While you can run evals and view results from your command line / python notebook, Athina Develop provides a more user-friendly interface for developers to view their results and metrics.

Athina Develop will also keep a historical record of every iteration of your model, so you can track your progress, compare results, and revisit old prompts / settings.


How to log to Athina Develop

Simply set your AthinaApiKey, and eval results will be logged to Athina Develop automatically.

from athina.keys import AthinaApiKey
 
AthinaApiKey.set_key(os.getenv('ATHINA_API_KEY'))

History of Eval Runs

Athina Develop is located at https://app.athina.ai/develop

Open this page and login with your Athina account.

This page will show you a history of all your prior eval runs.
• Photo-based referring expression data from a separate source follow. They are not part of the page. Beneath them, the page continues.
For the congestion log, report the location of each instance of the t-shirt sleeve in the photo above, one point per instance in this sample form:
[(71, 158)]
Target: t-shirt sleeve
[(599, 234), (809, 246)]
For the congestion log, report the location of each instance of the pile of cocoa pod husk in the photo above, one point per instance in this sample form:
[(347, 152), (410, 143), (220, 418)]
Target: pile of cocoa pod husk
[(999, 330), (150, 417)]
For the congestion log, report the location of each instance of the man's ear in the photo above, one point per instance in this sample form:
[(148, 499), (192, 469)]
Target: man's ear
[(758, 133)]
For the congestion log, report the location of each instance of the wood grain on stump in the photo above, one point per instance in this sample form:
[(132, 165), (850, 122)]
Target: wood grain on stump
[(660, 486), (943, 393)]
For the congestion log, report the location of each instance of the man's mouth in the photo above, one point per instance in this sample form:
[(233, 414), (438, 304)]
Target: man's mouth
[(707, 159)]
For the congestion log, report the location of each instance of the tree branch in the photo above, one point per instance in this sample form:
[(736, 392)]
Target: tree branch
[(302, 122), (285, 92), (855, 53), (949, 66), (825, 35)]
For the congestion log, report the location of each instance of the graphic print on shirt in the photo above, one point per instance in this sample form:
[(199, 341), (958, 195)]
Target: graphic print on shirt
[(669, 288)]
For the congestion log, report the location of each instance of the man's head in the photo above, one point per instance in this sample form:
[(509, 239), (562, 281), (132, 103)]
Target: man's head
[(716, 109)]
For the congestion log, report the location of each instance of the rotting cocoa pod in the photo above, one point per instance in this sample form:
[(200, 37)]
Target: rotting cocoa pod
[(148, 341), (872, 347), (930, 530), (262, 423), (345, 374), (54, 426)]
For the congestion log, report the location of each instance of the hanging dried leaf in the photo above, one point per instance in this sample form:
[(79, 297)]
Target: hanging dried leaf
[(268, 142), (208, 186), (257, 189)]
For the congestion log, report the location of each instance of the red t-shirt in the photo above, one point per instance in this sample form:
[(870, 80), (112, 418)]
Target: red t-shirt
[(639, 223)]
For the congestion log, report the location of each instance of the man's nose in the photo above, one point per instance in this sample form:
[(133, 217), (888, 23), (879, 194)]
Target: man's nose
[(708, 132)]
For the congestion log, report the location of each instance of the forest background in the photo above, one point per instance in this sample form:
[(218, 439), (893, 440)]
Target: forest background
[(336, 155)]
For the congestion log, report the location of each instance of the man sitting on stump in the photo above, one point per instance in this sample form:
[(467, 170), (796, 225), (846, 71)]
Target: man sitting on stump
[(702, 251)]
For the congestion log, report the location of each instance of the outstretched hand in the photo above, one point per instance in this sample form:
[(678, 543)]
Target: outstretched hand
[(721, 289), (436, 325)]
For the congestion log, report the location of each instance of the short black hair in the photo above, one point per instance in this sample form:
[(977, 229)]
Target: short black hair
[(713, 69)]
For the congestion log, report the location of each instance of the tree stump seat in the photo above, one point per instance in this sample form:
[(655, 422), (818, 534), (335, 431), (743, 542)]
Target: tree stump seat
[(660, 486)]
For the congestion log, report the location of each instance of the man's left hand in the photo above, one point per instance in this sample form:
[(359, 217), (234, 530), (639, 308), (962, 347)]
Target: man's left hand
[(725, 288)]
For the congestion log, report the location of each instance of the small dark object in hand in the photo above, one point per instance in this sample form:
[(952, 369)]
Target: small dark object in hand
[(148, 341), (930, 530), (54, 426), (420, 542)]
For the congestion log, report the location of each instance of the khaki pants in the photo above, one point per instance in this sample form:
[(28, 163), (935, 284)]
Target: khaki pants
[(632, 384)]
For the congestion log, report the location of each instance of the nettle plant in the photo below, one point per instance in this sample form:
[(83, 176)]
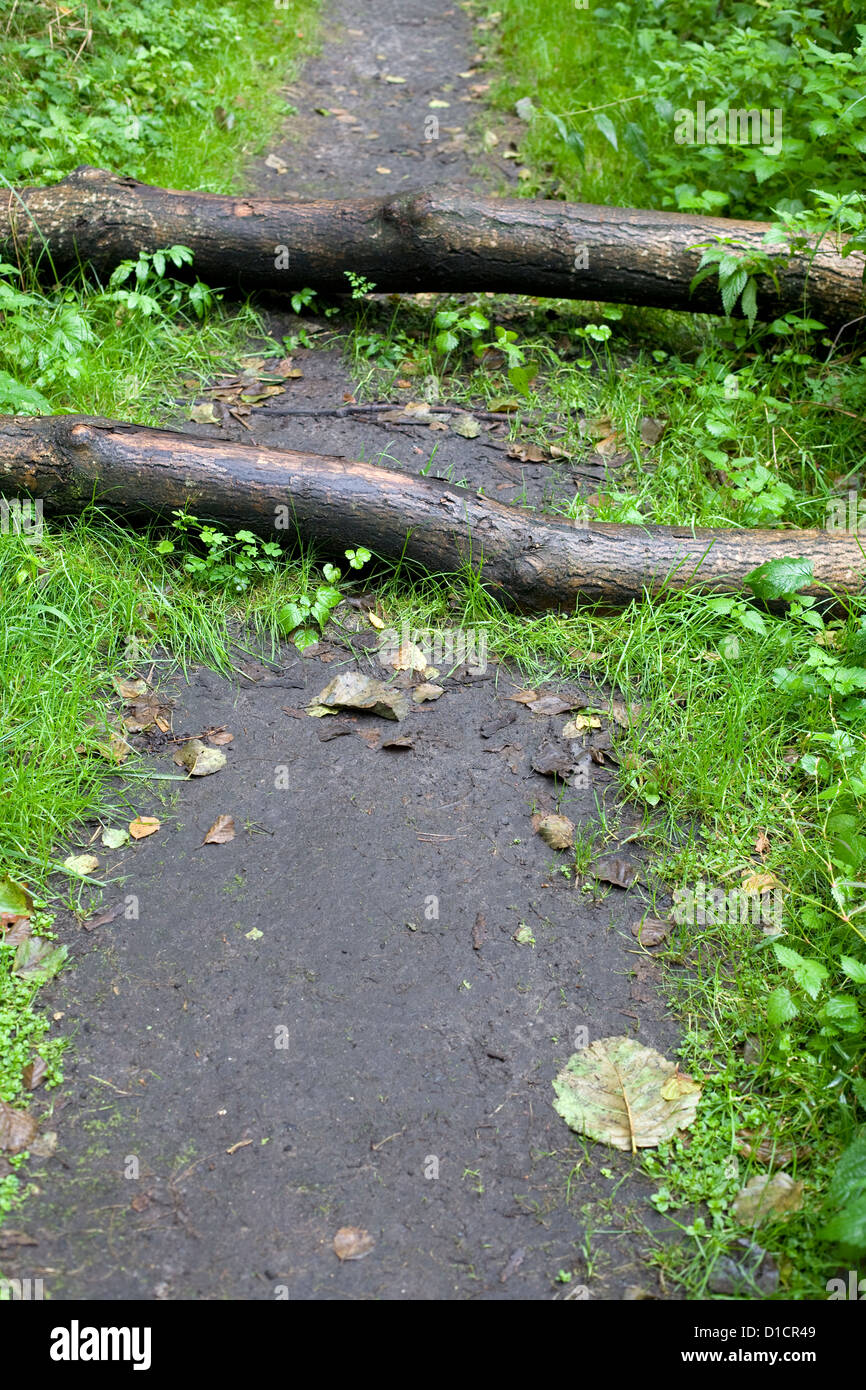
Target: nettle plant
[(154, 291), (307, 615), (227, 562), (458, 327)]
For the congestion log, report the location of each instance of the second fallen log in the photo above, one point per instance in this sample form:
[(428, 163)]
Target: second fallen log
[(531, 562), (421, 241)]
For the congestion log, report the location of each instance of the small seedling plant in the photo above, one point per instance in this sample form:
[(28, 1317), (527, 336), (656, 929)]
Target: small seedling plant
[(307, 615), (224, 562)]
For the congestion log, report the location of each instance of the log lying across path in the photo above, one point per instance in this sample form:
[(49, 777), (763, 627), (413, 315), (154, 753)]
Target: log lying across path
[(71, 460), (413, 242)]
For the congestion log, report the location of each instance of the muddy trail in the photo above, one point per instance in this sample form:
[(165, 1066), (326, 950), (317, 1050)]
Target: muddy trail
[(350, 1014)]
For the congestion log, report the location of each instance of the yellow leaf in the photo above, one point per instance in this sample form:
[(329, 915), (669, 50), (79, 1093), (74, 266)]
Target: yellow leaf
[(143, 826)]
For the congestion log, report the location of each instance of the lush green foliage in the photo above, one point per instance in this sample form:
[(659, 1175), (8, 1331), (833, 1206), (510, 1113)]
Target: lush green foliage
[(167, 92), (606, 82)]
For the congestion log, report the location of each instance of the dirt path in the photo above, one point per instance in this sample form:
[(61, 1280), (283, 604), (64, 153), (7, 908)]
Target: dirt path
[(328, 1022)]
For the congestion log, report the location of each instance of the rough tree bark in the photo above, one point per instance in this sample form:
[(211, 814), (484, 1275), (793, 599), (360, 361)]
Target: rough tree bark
[(412, 242), (71, 460)]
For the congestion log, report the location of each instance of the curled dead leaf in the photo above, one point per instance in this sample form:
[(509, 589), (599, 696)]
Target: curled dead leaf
[(143, 826), (556, 831), (352, 1243), (221, 831), (768, 1197), (199, 759), (651, 931), (617, 869), (17, 1129), (613, 1091)]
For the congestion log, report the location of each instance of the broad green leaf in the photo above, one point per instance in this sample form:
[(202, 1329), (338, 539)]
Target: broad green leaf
[(779, 578)]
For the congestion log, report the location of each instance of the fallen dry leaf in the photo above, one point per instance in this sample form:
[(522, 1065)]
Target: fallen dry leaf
[(765, 1198), (680, 1084), (352, 1243), (34, 1073), (652, 430), (407, 658), (17, 1129), (756, 883), (580, 724), (81, 863), (527, 453), (221, 831), (199, 759), (556, 831), (129, 690), (143, 826), (651, 931), (523, 697), (467, 427), (613, 1091), (617, 869), (103, 916), (14, 929), (356, 691), (205, 414)]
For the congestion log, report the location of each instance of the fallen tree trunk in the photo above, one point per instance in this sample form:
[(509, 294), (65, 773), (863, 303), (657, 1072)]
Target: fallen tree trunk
[(136, 471), (413, 242)]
You can filter by model, dataset, experiment name, and prompt.

Click on any row to view the results for that run.


Eval Results

Your URL will look something like this: https://app.athina.ai/develop/request/09dc1234-abcd-5678-wxyz730f1a2b

When you open an eval run, you will see a table with all the datapoints from your dataset.

For each eval that you ran, there will be a column with its results and metrics.

For example, in this screenshot below, there were 4 evals that ran on 8 datapoints.

If you hover on the pass or fail for any datapoint, you will see the reason for that eval result.

Click on any datapoint to view the full eval results for that datapoint

Eval Metrics

On the right hand side, you will see the aggregate metrics for this eval run.

This will include a metric called pass rate, which specifies the percentage of evals that passed.

There will also be a breakdown of the pass rate per eval type that ran.

Experiment Parameters

If you click on the Request Info tab, you can see the experiment parameters that were used for this eval run.

If you click on the Prompt tab, you can see the prompt specified in your experiment metadata.